Multiple clerics at the virtual gathering mentioned Biden in particular. The first bishop to speak from the floor last week — Michael Pfeifer, a retired bishop from San Angelo, Texas — said Biden’s abortion policies amount to “infanticide” and made mention of the “issue of our Catholic president receiving Holy Communion.”

The next day, Archbishop Joseph Naumann of Kansas City, echoing several of his colleagues, railed against the idea — which he said Biden supports — that abortion is a right, and insisted “it’s not the bishops that have brought us to this point — it’s really, I think, some of our public officials.”

Video screengrabs of clergy participating in the annual spring meeting of the U.S. Conference of Catholic Bishops, Thursday, June 17, 2021. Video screengrabs

Video screen grabs of clergy participating in the annual spring meeting of the U.S. Conference of Catholic Bishops, June 17, 2021. Video screen grabs

But the USCCB’s Q&A insists that the document would not be narrowly focused on one politician or issue, but would instead be a “teaching document” that could touch on a number of topics.

“The bishops made no decision about barring anyone from receiving Holy Communion,” it reads. “Each Catholic — regardless of whether they hold public office or not — is called to continual conversion, and the U.S. bishops have repeatedly emphasized the obligation of all Catholics to support human life and dignity and other fundamental principles of Catholic moral and social teaching.”
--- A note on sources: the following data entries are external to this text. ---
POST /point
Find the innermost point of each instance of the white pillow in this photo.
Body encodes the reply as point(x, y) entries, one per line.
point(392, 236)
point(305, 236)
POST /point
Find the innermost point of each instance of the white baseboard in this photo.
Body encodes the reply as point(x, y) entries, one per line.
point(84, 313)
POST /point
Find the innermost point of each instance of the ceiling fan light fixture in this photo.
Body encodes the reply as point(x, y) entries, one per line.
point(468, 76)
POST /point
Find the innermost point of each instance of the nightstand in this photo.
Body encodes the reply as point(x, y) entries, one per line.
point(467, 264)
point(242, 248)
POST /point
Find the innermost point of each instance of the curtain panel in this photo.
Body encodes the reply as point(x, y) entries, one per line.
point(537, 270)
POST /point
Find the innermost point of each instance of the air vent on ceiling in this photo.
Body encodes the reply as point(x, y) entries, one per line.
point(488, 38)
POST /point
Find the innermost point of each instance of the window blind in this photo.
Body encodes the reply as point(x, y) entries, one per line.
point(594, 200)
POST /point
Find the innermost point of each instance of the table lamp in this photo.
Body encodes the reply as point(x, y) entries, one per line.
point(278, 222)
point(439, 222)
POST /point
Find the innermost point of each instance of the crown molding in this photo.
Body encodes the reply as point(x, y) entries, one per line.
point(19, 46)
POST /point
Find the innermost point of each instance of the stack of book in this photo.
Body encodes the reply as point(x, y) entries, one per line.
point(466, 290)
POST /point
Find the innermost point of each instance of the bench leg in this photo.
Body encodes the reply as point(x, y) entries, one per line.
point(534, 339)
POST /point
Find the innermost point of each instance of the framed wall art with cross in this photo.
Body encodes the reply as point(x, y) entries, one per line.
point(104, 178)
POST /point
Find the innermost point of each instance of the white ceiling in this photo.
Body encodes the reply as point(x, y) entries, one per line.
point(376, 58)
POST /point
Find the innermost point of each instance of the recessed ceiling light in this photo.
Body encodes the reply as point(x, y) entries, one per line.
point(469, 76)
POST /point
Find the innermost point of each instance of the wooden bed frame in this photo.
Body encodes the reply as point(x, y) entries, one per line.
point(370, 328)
The Communion document, it said, “will include a section on the Church’s teaching on the responsibility of every Catholic, including bishops, to live in accordance with the truth, goodness and beauty of the Eucharist we celebrate.”

The Q&A noted that the Communion document will not be a “national policy on withholding Communion from politicians,” saying “the intent is to present a clear understanding of the Church’s teachings to bring heightened awareness among the faithful of how the Eucharist can transform our lives and bring us closer to our creator and the life he wants for us.”

The Q&A also touched on a letter sent last month to USCCB President Jose Gomez, the archbishop of Los Angeles. The communique, penned by Cardinal Luis Ladaria, the prefect for the Vatican’s Congregation for the Doctrine of the Faith, urged caution regarding the Communion debate.


RELATED: In lengthy debate, bishops wrangle over politics and ‘Eucharistic consistency’


Among other things, Ladaria warned that a national policy denying Communion to politicians could “become a source of discord rather than unity within the episcopate and the larger church in the United States. Focusing on abortion and euthanasia could mislead Catholics into thinking it’s the part of church moral and social teaching that demands “the fullest level of accountability on the part of Catholics,” Ladaria wrote.

Several bishops who opposed drafting the Communion document alluded to the Vatican letter during last week’s debate, with Bishop Joseph Bambera of Scranton, Pennsylvania, arguing the Holy See had called for forms of dialogue that had not yet taken place. Similarly, Cardinal Joseph Tobin of Newark, New Jersey, said that the Holy See had raised “serious questions about the nature and speed” of the proposal.

But the USCCB Q&A offered a different interpretation: It acknowledged the Vatican “did encourage the bishops to engage in dialogue and broad consultation,” but insisted “last week’s meeting was the first part of that process.”